One order provides enhanced unemployment benefits while a second would give relief on student loan repayments. A third order is a federal ban on housing evictions. The fourth suspends certain taxes on salaries.

Top Democrats Nancy Pelosi and Chuck Schumer slammed Trump's announcement, calling the measures "unworkable, weak and narrow."

In Asia, the Shanghai Composite index is up 0.9%, while the Hang Seng index in Hong Kong is down 0.1%. Financial markets in Japan are closed for a holiday.

China's consumer inflation edged up in July, official data showed Monday, partly because of rising food prices from flood-related disruptions and as the country recovers from the coronavirus outbreak.

The consumer price index, a key gauge of retail inflation, had been pushed up over the past year by livestock prices after China's pig herds were ravaged by African swine fever, with the Covid-19 outbreak later hitting supply chains.

Consumer inflation has been easing since January but ticked up again in recent months, with the CPI annual growth rate hitting 2.7% last month, accelerating from 2.5% in June, according to the National Bureau of Statistics.
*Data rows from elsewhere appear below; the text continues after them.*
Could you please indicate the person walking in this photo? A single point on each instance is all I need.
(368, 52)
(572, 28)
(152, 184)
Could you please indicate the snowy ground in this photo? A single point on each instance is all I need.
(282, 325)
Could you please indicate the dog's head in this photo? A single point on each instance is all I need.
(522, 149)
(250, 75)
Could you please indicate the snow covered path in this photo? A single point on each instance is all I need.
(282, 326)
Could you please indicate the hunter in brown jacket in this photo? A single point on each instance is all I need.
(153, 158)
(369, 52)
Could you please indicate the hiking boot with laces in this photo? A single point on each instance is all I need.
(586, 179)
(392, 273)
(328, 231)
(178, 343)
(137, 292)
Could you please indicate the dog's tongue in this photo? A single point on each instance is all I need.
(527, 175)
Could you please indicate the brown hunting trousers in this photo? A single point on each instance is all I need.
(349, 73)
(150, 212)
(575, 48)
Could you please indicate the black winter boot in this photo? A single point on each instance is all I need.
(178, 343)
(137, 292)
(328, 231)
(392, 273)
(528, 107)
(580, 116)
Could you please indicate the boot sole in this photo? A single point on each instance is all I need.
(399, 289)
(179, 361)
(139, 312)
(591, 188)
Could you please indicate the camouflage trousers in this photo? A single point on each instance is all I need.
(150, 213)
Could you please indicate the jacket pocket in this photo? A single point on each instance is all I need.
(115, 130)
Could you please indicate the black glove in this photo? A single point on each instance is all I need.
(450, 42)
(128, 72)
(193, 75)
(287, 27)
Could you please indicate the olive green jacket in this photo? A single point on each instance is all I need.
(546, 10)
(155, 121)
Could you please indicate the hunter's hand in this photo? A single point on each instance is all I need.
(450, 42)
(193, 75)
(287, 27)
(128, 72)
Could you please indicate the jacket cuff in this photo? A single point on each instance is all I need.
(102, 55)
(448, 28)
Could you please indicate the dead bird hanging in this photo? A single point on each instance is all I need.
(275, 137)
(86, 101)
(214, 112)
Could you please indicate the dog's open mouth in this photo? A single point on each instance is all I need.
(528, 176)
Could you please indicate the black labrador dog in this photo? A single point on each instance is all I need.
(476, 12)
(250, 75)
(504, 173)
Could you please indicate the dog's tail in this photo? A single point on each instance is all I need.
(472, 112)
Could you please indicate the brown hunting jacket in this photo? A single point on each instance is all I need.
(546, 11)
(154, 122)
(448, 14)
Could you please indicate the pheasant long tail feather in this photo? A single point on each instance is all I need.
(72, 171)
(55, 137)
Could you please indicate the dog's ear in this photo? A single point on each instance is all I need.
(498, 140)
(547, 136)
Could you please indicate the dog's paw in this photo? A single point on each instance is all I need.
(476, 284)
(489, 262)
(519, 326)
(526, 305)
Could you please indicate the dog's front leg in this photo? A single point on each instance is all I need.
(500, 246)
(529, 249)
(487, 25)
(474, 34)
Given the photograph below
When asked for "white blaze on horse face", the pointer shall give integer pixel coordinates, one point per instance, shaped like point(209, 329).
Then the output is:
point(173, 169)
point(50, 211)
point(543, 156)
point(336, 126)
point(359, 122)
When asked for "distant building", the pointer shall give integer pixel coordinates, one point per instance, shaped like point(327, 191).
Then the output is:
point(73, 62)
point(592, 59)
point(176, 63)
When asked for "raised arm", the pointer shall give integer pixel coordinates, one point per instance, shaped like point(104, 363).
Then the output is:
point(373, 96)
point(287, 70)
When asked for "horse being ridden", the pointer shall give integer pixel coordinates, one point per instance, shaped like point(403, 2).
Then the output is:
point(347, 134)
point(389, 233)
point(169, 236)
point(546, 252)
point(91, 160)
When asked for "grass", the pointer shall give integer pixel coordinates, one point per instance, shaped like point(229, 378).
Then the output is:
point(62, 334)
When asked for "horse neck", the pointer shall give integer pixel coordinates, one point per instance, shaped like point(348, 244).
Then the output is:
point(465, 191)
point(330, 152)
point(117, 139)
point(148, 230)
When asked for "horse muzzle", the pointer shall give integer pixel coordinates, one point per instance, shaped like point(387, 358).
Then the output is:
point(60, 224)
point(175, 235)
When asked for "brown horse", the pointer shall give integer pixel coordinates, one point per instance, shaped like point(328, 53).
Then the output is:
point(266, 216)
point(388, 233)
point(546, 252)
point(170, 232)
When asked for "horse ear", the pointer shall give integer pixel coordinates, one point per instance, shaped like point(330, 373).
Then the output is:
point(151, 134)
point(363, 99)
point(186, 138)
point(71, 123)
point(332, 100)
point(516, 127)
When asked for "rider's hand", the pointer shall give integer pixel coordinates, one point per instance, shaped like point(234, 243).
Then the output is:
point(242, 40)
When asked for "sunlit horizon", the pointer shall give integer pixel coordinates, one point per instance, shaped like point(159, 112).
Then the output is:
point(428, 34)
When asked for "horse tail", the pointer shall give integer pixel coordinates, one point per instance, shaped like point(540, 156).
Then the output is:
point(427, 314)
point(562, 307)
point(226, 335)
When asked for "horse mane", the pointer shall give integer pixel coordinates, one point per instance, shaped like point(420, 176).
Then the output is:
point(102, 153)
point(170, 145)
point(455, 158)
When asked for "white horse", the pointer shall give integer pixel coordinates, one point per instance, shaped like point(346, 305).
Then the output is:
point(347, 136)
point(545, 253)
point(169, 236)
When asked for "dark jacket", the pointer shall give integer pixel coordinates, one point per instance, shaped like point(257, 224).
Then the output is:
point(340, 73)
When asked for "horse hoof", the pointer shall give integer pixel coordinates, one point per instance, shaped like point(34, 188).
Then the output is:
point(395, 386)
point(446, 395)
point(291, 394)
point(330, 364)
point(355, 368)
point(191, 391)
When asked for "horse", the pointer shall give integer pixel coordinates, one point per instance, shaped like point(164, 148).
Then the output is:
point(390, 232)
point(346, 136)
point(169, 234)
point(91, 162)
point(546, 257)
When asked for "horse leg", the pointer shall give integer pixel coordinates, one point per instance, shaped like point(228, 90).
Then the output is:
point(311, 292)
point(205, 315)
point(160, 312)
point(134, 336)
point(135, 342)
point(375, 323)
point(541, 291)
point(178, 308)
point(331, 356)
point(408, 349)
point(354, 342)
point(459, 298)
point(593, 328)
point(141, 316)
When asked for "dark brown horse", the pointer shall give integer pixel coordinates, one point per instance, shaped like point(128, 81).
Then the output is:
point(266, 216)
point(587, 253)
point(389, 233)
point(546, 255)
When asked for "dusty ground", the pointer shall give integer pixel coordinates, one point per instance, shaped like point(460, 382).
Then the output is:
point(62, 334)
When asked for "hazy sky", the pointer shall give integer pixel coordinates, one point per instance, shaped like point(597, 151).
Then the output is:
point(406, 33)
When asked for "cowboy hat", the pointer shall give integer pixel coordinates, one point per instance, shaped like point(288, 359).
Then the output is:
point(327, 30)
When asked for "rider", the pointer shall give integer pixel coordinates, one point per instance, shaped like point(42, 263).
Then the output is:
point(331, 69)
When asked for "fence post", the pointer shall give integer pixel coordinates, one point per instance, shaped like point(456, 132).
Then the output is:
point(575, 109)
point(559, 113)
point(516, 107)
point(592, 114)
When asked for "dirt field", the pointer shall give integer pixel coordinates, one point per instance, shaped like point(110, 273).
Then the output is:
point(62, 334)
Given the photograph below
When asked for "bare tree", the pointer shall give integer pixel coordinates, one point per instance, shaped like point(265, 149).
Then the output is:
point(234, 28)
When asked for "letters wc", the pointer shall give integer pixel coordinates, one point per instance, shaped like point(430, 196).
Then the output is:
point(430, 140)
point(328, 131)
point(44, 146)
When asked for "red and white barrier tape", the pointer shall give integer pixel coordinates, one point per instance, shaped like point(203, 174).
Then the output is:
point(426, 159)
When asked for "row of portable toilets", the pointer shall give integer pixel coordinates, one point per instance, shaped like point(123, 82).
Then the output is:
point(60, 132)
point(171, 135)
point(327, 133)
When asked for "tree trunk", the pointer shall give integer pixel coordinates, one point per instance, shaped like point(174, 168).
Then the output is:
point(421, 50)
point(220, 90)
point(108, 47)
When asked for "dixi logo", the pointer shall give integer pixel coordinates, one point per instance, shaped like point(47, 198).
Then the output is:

CMC Markets analyst Michael Hewson said: "President Donald Trump's decision at the end of last week to ban Chinese apps like TikTok and WeChat from US app stores is yet another decision that could prompt a counter-response and possible escalation from Beijing, with US companies operating in Hong Kong and China, particularly vulnerable. The US president also announced sanctions against a number of Chinese officials including Hong Kong leader Carrie Lam at the end of last week.

"Against this backdrop, markets in Asia have started the week rather mixed, as well as a little subdued in the absence of Japanese markets due to a public holiday, while markets here in Europe look set to take their cues from the positive finish in the US on Friday, with a modestly higher open."

The pound was quoted at USD1.3070 early Monday, up from USD1.3050 at the London equities close on Friday.

The euro was priced at USD1.1794, flat from USD1.1789. Against the yen, the dollar was trading at JPY105.77 in London, soft from JPY105.86 late Friday.

Brent oil was trading at USD44.88 a barrel Monday morning, up from USD44.60 at the London equities close Friday. Gold was quoted at USD2,030.02 an ounce, soft from USD2,032.40.